A more subdued version would be The Equalizer 3. The first half is Robert McCall recuperating in this small Italian town, watching as a local gang makes the locals’ lives a living hell. He doesn’t do anything because, if he does, it will bring attention to himself. But at the midpoint, the gang goes too far, and Robert has had enough. So he starts taking them out one by one.

That’s a good example of a midpoint by the way. The midpoint should always make the second half BETTER, if possible. That’s why Room was not the perfect movie. Its first half was more entertaining than its second half. You always want it to be the opposite.
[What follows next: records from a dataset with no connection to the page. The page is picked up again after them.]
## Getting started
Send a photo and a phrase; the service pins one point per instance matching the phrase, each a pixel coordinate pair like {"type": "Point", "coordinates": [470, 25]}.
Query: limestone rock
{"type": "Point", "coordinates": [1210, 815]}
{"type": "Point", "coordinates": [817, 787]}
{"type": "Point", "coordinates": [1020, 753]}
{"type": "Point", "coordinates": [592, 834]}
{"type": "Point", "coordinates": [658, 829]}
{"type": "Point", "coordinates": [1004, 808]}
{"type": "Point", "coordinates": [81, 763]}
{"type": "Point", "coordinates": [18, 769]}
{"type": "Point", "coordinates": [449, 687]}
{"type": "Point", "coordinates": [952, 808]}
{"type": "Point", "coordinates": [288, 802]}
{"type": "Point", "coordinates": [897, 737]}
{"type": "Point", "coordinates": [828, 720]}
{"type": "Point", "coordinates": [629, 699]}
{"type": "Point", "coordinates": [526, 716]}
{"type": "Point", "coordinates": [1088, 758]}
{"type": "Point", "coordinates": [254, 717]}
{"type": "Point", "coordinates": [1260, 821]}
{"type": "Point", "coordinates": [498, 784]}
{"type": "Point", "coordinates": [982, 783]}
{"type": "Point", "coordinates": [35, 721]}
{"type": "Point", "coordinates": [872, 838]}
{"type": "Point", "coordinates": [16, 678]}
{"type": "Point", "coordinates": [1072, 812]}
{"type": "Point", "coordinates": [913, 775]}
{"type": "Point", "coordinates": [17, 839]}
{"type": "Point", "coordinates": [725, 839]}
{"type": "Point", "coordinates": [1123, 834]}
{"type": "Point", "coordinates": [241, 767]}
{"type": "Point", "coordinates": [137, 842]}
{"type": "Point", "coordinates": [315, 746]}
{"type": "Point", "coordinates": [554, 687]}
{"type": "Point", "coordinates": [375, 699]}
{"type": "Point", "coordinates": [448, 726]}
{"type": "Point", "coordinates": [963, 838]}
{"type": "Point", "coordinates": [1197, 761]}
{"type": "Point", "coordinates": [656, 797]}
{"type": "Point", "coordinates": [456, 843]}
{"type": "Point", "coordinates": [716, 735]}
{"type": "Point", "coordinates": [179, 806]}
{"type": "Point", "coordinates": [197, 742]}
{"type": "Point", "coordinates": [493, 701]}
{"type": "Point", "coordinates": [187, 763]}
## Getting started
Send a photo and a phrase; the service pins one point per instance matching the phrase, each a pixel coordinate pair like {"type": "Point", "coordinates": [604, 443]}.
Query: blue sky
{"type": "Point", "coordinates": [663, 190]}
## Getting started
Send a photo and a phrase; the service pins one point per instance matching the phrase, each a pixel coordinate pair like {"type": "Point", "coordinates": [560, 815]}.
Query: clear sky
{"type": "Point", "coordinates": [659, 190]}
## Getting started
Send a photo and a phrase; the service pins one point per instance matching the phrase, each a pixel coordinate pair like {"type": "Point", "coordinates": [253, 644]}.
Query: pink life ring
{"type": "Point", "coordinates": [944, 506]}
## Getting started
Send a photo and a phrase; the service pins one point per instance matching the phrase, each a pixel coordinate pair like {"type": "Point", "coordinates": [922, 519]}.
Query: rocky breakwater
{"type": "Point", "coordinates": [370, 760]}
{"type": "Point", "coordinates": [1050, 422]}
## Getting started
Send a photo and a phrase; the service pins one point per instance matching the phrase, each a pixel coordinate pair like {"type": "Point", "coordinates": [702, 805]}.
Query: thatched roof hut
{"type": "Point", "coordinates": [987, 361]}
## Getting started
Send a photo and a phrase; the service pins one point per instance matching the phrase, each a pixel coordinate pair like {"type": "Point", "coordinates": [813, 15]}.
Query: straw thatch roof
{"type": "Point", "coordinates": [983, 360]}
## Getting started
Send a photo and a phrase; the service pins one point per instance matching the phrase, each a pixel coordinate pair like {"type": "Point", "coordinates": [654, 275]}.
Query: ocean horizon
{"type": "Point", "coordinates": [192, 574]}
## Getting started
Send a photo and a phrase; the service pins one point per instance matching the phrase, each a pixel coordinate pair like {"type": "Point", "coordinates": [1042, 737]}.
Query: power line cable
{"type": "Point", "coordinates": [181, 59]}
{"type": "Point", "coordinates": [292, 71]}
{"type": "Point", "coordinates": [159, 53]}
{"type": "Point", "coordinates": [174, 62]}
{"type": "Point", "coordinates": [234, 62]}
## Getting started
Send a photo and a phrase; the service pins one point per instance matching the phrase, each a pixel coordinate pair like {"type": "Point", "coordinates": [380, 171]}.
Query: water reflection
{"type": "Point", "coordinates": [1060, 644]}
Once you have your midpoint, your next checkpoint will be the end of your second act (between pages 75 and 90). This is when your hero will “die,” – figuratively of course, but sometimes literally (The Princess Bride). They’ll be at their lowest point. They’ll have tried to solve the problem but failed. There are no other options. The audience should truly feel, in this moment, like there is NO WAY our hero can win. That’s when you know you’ve written a great finale to your second act. In Barbie, this is when Barbie comes back to Barbie Land only to realize that the Kens have taken over.

And the final major checkpoint is your climax. This should be easy because, if you set up a clear goal for your hero at the beginning of your story (John McClane – take down the terrorists and save my wife), then this is the scene where they’ll attempt to do that.

Also, the reason we did that character work last week is so that you can match up your character’s transformation with your climax. For example, if your character’s flaw is that they are selfish, your climax should test that selfishness. It should give them an opportunity to become selfless. If you can pull this transformation moment off, it’s the kind of thing that makes your script feel really intelligent and satisfying.

Okay, those are your major checkpoints. If you get all of those down, you should be in a really good place by the time you write “FADE IN.” However, if you want to go deeper, I prefer that you never go more than 12-15 pages without a checkpoint in your outline (12 if your script is 100 pages, 15 if it’s 120 pages). Even if you just have a cool idea for a scene – that’s all you need for a checkpoint. What we want to do here is close the gap between those big empty holes of space in your script so that you’re never writing in a void. That big void of empty space between checkpoints is when you start freaking out and get writer’s block.

Easy, right?

As you can see, I’m not big on these super-detailed outlines that include things like, “The Circular Resistance Modifier To The Protagonist’s Conflict Moment.” Screenplays are too varied for those specific moments to work in every script. My outlining method keeps things loose enough that you don’t feel controlled by your outline, but it’s tight enough that you have confidence when you start writing your script.